Soldes, Fins de série, dans son dernier numéro, contient vingt quatre pages entièrement
graphiques, dont un calendrier des années écoulées, où se débonde surtout Marc Borgers,
l’une des chevilles créatrices de l’entreprise, l’inventeur du style « eighties pre-world war
III », une esthétique de réfugié de l’apocalypse, qui ne rejette rien, mais assemble tout
comme s’il devait faire la valise à la hâte pour échapper au déferlement des fusées à tête
chercheuse. Borgers est pétri de bande dessinée et de télévision. Il sait qu’une image n’est que
le résultat du balayage de l’écran par un tube cathodique, et n’a pas oublié qu’il avait appris à
lire en déchiffrant, couché à plat sous la table, les minutieux dessins d’Hergé expédiant son
petit monde sur la lune ou de Franquin faisant se rencontrer, en pleine jungle amazonienne,
Fantasio et le Marsupilami.
On trouve d’ailleurs, dans ce numéro 6, une très bonne interview de Franquin par Borgers luimême et Maxime Benoît-Jeannin, l’auteur se S.F. français vivant à Bruxelles, qui vient de
faire paraître chez Kesselring, l’Adieu des Industriels. Un entretien très détendu, déhanché, à
la bonne franquette, où le père de Modeste et Pompon se déboutonne comme il l’a rarement
fait. Il dit par exemple : « Le problème, quand on dessine les femmes, et c’est peut-être
pourquoi il y a (il avait ?) très peu de femmes dans la B.D., dessinée par les hommes, c’est
qu’on se demande comment les habiller. »
Impressionnés par cette question grave, les animateurs de la revue (outre Borgers, il y a JeanLouis Sbille, mime réputé, et remarquable présentateur de l’émission « impédance » la seule
riposte valable que la R.T.B.F. oppose aux radios libres. Anne frère, styliste, qui s’est amusée
à habiller Lio, et Michel Renard, le théoricien de service, le dépositaire de la méthode qui se
cache sous cette folie) ont fait précéder l’inauguration de l’exposition que l’I.S.E.L.P consacre
à Soldes, fins de série (jusqu’au 12 juin) d’un concours de photo et de dessin d’académie
d’après modèle vivant qui a rencontré un immense succès trente-cinq photographes et plus de
quatre-vingt dessinateurs y ont rivalisé de dextérité.
Ils auraient pu aussi bien prévoir un concours de coiffure et y inviter Nicole B. de Gilly qu’ils
sont allés rencontrer dans son salon en lui demandant de s’expliquer sur les pièces montées
qu’elle sculpte sur le chef de ses clientes. Car les gens de Soldes explorent en tous sens la
Belgique profonde, qu’ils interrogent le voisin de E.P.Jacobs qui n’a pas voulu les recevoir,
ou cet expert du pinceau censeur qui, dans sa retraite schaerbeekoise, jette un pâté pudique sur
les intimités trop exposées des modèles de magazines « spécialisés ».

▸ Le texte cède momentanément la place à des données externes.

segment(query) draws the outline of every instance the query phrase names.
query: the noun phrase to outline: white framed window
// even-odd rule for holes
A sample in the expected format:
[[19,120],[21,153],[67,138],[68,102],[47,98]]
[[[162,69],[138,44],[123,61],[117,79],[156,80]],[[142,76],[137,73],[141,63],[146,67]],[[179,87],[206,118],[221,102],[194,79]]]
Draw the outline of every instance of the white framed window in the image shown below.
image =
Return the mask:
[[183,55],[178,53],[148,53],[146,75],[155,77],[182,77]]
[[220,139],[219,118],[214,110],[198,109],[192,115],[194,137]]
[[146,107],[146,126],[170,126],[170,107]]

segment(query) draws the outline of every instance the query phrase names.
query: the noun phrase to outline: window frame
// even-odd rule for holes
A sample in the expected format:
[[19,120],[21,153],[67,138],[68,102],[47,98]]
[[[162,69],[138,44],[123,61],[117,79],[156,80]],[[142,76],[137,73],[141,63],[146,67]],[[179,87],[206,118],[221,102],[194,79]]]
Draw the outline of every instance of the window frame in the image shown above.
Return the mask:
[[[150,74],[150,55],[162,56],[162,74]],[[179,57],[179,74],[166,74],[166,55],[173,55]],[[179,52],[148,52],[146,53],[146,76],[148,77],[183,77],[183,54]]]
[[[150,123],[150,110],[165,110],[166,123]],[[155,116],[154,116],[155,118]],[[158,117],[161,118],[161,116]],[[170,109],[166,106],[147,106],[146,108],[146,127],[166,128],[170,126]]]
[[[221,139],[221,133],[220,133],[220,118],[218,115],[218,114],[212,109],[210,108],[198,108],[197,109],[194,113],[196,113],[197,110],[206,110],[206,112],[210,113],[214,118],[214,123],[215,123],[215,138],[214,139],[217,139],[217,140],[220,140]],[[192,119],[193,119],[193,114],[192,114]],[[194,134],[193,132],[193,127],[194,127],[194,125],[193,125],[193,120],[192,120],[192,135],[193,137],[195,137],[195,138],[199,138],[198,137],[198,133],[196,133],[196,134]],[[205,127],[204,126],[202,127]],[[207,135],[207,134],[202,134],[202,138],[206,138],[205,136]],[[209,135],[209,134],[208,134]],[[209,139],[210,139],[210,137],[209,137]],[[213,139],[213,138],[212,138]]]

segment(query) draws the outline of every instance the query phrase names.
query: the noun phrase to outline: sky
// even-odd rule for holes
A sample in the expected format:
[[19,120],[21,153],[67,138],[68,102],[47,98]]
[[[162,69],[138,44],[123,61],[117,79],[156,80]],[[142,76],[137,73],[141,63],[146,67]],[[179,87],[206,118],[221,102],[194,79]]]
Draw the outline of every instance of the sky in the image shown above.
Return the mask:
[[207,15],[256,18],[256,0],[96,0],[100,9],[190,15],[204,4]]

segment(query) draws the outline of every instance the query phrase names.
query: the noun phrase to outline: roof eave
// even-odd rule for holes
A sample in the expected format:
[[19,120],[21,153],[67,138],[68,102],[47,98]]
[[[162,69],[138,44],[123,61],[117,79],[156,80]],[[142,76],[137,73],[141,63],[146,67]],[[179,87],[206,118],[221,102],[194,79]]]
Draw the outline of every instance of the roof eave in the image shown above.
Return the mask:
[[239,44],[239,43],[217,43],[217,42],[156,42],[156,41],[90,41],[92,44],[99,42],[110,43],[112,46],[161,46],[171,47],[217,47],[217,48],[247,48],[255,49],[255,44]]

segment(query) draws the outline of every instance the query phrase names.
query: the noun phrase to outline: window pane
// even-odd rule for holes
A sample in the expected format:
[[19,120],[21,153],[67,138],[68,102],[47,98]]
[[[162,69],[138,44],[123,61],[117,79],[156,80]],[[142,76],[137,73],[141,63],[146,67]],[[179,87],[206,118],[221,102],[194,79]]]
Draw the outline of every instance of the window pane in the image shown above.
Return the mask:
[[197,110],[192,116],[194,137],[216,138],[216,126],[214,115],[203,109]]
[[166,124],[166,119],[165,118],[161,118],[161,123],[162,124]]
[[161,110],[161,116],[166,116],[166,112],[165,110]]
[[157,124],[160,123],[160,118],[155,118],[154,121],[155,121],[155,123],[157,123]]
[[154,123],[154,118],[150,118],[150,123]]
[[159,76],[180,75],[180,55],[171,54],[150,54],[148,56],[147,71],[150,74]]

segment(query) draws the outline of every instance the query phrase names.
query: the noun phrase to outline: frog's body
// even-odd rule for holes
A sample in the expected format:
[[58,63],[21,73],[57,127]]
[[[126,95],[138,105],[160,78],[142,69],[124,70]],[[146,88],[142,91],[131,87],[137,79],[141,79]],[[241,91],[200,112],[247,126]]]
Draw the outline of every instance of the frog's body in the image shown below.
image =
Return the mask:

Le résultat, ce sont des mythologies belges au sens où l’entendait Barthes, des images
frappantes de notre imaginaire collectif qu’ils repèrent encadrent, manipulent, transforment et
exportent. Les Fins de séries d’une Belgique, seul pays agonisant et fier de l’être, avec
lesquelles ils fabriquent des objets imprimés qui font du journalisme l’un des beaux-arts.